«Non si può fare un romanzo su una ferita aperta»

Ezio Mauro spiega perché per assolvere gli errori storici di "Romanzo di una strage" non basta dire che è un film

Nel dibattito sul film “Romanzo di una strage” di Marco Tullio Giordana interviene oggi il direttore di Repubblica Ezio Mauro, in prima pagina sul suo giornale.

Il fatto è che non si può fare un romanzo su una ferita aperta nel Paese.
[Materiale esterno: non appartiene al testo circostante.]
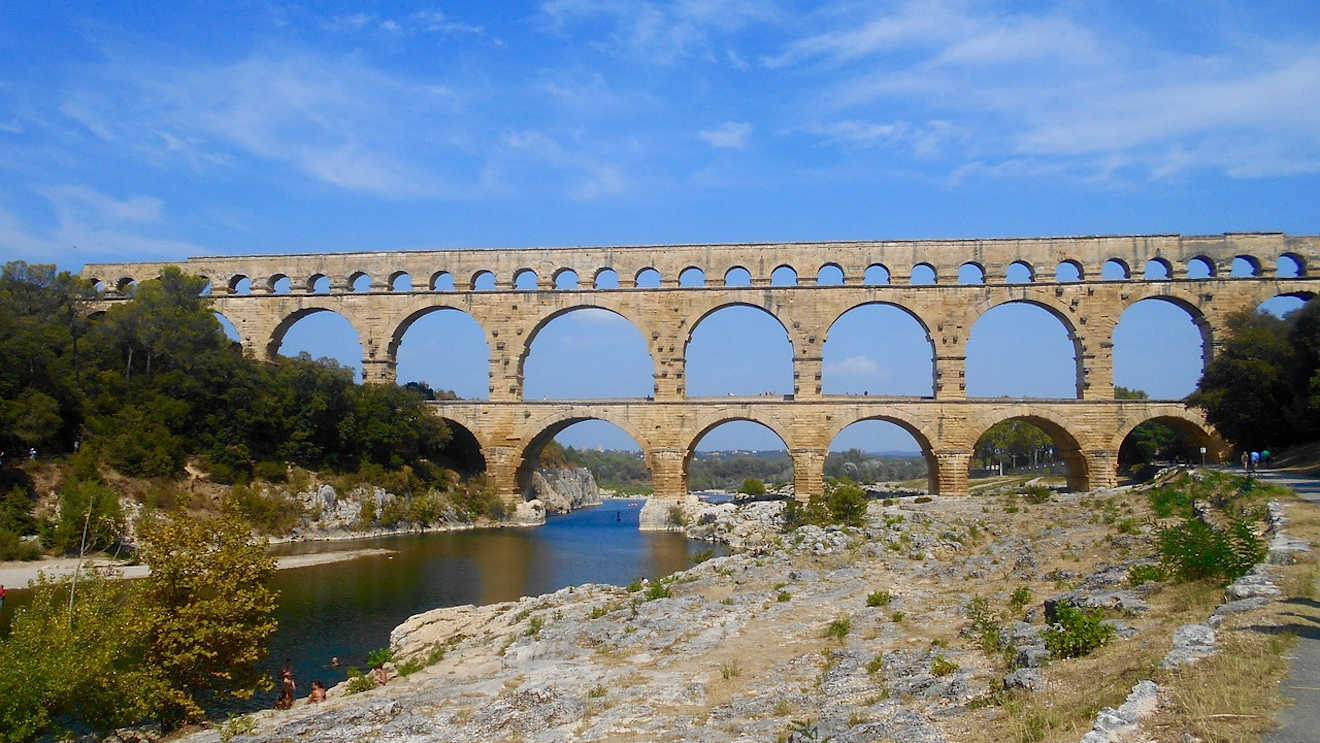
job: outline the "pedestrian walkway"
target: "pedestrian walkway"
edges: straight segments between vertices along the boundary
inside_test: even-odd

Al romanzo – che per forza di cose ha una sua necessità narrativa, nutrita dalla realtà ma anche autonoma, quando serve, e deve riannodare tutti i fili di una vicenda complessa nel capitolo finale – si contrappone il bisogno di verità che dura da più di quarant’anni, ed è stato deluso, mandato a vuoto, calpestato per tutto questo periodo, e ormai in modo irrimediabile. Non è la vicenda che non sopporta il romanzo, perché qualsiasi storia si può raccontare, per parole o per immagini. È questo furto di verità che non tollera letteratura. Finché la ferita non sarà chiusa. Non ci vuol molto a capirlo.

Naturalmente c’è invece chi benedice il romanzo, proprio perché una lettura letteraria con tutte le licenze proprie del genere sposta la vicenda in un’altra dimensione, con codici diversi da quelli giudiziari e politici. E quarantatré anni dopo, con un racconto ben confezionato di una tragedia italiana si può essere tutti d’accordo, finalmente, anche quelli che non riescono invece a riconciliarsi con la realtà italiana, dove depistando, cancellando e rinviando si è infine giunti a decidere che non si potevano e non si dovevano più trovare colpevoli per la bomba di piazza Fontana. Questa ostinazione finirà tra non molti anni, probabilmente, con la scomparsa di una generazione che è stata segnata pesantemente da quel 12 dicembre, dalle stragi di Stato, e da una strategia della tensione che dal 1969 al 1980 contò 12.690 attentati, con 362 morti e 4490 feriti. Un pezzo di generazione si è colpevolmente perduta anche per reazione a quell’accaduto, e alla condotta dello Stato. Un’altra parte ha poi deciso di difendere lo Stato dal terrorismo nonostante piazza Fontana: difenderlo per poterlo cambiare, difendere le istituzioni anche se non ce ne si fidava, per difendere semplicemente la democrazia. Ecco perché il segno umano, civile e politico di quella data è ancora presente, come il bisogno di verità.